In this post, I discuss three more Nebula nominees. I actually read two of them a while back but didn’t write down my thoughts.
“Shipbirth,” by Aliette de Bodard (Asimov’s Science Fiction, February 2011). A powerful tale that uses its “Aztecs in space” setting to examine assumptions about gender, life, compassion and empathy. What I like the most about it is its unflinching refusal to put its protagonist in a neat box. More fiction in general (and spec-fic in particular) should try to achieve this. Be sure to read the author notes, which are very enlightening.
“The Old Equations,” by Jake Kerr (Lightspeed Magazine, July 2011). An alternate history-of-science tale in which relativity isn’t discovered/confirmed until we try to send someone on an interstellar journey and notice the time dilation. The story’s premise allows us to see the device of time dilation, a staple in SF, through fresh eyes and to experience the emotional wonder anew with the characters. Amazingly, this is Jake Kerr’s first published story. You cannot debut in a better way.

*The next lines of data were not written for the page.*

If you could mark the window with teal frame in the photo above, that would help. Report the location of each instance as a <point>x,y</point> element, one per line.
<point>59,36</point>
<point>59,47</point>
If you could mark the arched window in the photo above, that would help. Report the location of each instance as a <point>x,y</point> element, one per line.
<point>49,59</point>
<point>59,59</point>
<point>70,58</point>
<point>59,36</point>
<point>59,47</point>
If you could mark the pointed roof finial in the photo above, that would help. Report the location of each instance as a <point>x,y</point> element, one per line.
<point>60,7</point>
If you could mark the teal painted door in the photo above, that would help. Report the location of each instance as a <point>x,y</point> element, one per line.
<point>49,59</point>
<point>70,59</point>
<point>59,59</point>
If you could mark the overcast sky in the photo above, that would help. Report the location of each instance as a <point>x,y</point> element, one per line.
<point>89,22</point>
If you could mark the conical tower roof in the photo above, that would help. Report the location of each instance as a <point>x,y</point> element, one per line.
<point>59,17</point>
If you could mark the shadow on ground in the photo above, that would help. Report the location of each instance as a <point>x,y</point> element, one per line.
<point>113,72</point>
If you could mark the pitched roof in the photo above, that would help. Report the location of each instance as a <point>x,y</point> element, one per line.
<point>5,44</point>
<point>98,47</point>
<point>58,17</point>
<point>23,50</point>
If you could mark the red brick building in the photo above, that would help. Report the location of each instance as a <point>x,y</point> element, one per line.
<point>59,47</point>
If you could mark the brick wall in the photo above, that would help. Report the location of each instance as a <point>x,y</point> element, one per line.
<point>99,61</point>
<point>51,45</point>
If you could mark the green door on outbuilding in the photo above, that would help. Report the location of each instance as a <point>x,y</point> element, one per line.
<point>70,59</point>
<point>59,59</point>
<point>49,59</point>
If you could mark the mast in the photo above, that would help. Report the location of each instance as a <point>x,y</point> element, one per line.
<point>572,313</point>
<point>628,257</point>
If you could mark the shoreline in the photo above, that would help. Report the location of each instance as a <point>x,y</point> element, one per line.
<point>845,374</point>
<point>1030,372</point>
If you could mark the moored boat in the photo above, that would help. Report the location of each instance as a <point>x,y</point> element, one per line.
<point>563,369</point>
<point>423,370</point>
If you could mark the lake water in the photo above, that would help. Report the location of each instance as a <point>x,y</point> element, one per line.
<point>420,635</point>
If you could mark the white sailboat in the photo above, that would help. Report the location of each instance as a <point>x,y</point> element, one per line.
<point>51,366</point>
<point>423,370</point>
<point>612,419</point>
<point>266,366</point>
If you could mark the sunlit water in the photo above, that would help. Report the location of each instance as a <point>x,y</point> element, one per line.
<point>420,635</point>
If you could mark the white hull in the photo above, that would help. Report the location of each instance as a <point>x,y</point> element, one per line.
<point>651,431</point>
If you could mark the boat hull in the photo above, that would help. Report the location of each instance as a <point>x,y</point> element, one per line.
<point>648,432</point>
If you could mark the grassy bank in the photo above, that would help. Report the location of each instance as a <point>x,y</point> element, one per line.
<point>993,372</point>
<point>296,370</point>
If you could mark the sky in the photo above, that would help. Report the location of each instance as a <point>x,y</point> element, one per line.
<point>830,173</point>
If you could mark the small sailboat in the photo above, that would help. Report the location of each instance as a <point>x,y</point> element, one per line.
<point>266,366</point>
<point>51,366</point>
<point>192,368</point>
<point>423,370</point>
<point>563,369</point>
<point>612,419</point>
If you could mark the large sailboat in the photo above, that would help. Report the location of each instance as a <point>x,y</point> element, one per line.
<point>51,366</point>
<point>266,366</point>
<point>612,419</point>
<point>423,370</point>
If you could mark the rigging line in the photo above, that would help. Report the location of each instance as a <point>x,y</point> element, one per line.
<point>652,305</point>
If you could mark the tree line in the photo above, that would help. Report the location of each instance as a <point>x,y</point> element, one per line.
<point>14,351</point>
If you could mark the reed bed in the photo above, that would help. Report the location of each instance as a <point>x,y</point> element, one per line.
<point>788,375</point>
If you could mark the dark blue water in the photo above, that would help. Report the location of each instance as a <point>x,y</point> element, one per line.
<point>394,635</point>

“The Migratory Pattern of Dancers”, by Katherine Sparrow (Giganotosaurus, July 2011). In the future, after the extinction of migratory birds, men modified to be like birds recreate their dance. I think of this as more fantasy than scifi, but it works very well on a symbolic level. I admire this piece especially because it breaks so many rules and yet soars anyway. I wish more of us could pull this off.